Шевандин мог просто приказать тому или другому бойцу, но риск был слишком велик, к тому же он не сомневался, что двое наверняка, вызовутся добровольцами – его друзья. Но Лейс пулемётчик, с его тяжёлым оружием быстро эти простреливаемые метры никак не преодолеть, потому оставался один. И он не заставил себя ждать.

- Я пойду, товарищ капитан, я сейчас,- Ренат Сибгатуллин замер в ожидании удобного момента для броска вперёд. Вот он рванулся, его литая фигура, казалось, почти стелилась по земле. Но уже через несколько секунд он вскрикнул от боли – это в бронежилет попала пуля, тут же вторая. Он не остановился, но бег замедлился, что позволило тем с высотки положить гранату из подствольника прямо ему под ноги. Сибгатуллин, рядом с которым возник сноп огня, со стоном упал, не добежав метров восемь.

Кузяев чуть не сорвал голос:

- Ренат, ты чего… ранен!? Если встать не можешь, ползи ко мне, не лежи там!

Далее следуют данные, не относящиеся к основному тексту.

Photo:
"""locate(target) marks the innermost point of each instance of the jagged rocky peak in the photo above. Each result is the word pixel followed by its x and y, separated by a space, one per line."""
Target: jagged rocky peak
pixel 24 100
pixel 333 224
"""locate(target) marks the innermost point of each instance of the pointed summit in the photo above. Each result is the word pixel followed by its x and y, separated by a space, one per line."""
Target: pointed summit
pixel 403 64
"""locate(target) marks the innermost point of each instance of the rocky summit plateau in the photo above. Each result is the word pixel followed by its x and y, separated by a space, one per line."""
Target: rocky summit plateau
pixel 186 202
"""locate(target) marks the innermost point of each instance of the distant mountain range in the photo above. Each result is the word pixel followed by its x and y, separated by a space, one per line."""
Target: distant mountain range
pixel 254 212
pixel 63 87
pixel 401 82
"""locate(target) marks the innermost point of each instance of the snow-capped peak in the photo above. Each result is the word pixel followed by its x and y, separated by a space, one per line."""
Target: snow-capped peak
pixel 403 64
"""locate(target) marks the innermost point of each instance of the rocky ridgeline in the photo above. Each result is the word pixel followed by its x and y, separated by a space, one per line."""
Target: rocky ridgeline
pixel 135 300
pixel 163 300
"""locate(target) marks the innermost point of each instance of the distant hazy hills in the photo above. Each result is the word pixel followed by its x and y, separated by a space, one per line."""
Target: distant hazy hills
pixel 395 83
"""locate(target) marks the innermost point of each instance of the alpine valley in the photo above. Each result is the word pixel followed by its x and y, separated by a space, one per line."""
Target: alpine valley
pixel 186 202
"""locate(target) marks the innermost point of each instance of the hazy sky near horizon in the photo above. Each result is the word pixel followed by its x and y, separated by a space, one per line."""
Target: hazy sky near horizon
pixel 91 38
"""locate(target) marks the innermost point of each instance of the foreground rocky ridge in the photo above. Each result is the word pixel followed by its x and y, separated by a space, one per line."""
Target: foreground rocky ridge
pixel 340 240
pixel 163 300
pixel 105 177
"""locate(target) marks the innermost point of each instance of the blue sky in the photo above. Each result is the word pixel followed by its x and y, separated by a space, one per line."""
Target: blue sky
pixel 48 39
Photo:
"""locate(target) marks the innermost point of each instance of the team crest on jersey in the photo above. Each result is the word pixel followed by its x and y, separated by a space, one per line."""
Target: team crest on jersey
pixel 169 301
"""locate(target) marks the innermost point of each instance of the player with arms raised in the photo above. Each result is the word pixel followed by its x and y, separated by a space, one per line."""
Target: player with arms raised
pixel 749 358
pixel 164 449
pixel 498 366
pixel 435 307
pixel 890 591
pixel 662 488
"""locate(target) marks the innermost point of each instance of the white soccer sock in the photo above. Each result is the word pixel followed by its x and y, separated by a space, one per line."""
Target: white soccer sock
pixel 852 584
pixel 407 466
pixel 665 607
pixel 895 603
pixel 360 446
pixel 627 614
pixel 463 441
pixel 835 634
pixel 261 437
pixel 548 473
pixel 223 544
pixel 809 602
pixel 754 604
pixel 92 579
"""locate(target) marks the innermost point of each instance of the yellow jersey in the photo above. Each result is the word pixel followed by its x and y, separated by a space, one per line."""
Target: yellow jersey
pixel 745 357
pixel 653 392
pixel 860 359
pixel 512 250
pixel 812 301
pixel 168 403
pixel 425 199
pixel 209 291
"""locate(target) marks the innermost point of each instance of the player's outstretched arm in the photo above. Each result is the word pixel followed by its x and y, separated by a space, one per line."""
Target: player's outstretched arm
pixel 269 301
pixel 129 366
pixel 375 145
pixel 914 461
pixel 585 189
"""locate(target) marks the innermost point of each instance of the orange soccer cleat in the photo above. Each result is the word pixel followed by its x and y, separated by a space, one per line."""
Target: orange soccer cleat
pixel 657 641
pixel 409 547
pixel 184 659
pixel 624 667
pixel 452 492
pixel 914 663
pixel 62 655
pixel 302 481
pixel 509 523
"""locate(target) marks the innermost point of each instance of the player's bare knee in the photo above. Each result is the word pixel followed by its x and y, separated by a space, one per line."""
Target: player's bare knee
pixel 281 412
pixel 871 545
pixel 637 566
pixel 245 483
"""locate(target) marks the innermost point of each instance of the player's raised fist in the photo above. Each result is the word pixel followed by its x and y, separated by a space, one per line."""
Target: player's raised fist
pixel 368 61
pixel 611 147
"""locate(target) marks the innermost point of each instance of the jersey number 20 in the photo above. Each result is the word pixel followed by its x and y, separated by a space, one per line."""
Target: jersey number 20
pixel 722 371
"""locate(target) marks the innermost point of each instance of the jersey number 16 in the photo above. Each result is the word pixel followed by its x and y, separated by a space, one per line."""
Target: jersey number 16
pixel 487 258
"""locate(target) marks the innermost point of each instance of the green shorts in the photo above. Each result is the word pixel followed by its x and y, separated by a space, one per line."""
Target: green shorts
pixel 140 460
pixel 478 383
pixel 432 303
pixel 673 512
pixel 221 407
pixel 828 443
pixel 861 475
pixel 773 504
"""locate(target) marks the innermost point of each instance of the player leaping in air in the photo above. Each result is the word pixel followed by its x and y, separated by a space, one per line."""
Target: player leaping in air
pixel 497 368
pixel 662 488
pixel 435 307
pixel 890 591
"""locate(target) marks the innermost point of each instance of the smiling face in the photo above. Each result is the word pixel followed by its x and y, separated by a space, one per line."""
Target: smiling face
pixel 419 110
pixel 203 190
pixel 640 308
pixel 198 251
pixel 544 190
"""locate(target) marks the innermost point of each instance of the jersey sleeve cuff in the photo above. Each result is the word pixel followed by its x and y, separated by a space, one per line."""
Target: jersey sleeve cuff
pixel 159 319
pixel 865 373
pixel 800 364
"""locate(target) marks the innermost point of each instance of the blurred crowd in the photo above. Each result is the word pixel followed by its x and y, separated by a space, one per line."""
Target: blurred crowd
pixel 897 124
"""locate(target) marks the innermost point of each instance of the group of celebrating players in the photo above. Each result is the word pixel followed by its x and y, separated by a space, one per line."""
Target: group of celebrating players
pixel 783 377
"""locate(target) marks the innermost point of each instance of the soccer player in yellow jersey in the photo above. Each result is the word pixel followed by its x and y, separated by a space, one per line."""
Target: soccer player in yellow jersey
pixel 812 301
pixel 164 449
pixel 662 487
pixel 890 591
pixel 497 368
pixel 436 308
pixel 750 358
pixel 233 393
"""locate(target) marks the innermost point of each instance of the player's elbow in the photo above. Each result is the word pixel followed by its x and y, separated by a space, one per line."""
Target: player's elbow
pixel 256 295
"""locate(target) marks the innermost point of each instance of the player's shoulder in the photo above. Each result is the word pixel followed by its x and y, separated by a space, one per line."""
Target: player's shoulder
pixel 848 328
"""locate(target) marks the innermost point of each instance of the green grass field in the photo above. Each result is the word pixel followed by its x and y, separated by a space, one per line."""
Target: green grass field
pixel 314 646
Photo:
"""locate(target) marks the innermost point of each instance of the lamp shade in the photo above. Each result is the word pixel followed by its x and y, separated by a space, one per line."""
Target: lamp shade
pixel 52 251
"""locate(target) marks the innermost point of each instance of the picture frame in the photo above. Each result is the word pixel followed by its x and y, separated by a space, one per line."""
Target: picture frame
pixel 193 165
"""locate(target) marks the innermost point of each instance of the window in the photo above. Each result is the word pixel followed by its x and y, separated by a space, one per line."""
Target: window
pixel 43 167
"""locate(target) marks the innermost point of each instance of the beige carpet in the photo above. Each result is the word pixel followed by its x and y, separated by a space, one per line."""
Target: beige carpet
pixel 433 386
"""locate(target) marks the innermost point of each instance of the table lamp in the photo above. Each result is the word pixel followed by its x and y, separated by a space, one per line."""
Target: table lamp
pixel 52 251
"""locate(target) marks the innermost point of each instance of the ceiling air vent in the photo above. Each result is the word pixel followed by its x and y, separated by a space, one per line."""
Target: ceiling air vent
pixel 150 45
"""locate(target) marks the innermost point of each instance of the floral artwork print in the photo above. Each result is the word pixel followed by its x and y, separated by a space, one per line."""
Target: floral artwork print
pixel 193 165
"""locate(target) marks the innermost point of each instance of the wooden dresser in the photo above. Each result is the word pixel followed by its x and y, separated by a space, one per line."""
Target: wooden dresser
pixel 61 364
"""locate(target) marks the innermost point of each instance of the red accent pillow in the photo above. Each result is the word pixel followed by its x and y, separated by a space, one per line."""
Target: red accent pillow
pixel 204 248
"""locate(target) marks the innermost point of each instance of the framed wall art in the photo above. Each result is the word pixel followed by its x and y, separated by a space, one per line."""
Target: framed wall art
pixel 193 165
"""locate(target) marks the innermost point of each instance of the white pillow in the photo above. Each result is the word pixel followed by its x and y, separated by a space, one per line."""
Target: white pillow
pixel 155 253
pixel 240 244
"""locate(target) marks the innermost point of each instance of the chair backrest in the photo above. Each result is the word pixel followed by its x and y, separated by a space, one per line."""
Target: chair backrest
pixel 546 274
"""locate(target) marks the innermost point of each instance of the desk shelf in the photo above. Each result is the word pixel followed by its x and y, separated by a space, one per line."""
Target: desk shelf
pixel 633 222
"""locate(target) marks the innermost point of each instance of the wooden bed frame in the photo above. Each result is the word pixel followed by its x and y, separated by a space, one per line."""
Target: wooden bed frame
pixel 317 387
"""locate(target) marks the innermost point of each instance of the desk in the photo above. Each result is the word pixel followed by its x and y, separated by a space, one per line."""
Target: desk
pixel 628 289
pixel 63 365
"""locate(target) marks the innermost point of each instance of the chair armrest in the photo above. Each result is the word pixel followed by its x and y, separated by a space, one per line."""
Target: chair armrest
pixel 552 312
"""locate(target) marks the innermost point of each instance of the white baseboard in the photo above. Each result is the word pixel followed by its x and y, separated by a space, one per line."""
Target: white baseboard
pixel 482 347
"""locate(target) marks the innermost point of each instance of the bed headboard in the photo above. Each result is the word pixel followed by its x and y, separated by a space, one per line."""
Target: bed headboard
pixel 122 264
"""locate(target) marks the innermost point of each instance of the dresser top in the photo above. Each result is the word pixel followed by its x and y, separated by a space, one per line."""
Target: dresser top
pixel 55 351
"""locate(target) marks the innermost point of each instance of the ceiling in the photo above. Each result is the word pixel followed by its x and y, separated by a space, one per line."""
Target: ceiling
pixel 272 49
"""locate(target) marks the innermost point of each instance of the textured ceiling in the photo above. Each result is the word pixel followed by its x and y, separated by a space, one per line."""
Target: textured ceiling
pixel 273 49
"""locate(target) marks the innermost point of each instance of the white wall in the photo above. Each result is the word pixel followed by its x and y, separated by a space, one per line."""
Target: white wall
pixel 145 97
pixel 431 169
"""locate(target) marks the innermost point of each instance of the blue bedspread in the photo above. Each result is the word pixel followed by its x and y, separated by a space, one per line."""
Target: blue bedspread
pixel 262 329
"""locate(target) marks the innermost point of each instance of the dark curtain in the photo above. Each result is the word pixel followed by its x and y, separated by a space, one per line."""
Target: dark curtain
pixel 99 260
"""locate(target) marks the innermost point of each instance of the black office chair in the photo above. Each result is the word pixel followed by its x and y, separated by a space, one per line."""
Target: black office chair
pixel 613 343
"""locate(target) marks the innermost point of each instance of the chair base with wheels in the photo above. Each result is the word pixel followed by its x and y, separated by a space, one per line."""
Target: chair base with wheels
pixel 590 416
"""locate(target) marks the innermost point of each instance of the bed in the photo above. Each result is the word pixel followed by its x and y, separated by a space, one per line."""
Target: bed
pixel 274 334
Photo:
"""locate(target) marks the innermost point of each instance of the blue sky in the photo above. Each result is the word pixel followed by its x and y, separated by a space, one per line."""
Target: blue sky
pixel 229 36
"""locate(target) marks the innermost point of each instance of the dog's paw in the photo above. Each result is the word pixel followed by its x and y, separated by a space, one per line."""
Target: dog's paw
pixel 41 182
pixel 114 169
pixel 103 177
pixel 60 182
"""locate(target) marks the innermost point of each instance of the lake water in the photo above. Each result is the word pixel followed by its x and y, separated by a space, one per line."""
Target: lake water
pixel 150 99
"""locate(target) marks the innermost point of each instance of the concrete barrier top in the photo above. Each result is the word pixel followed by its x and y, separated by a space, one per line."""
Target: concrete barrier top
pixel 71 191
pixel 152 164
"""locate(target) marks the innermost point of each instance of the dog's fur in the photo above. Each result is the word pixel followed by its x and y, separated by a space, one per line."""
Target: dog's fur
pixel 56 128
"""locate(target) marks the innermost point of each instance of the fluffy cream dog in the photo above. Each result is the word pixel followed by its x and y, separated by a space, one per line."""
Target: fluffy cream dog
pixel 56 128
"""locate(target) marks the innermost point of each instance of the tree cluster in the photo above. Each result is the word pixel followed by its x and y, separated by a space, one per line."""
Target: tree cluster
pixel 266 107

Но Сибгатуллин не двигался, уткнувшись головой в землю, он глухо стонал. А его с двух сторон «поливали» с высоток, стараясь попасть в места незащищённые бронежилетом и «сферой», то есть в руки, ноги, шею, лицо… Кузяев ничем не мог помочь товарищу и в бессильной ярости пытался вести огонь по боевикам, пробиравшимся вдоль обрыва в тыл разведгруппы. Но это у него не получалось, потому что стреляли и с высоток и несколько человек подбирались спереди. По нему выпустили несколько гранат с подствольников, но они ударились о валуны и отскочили, не причинив вреда.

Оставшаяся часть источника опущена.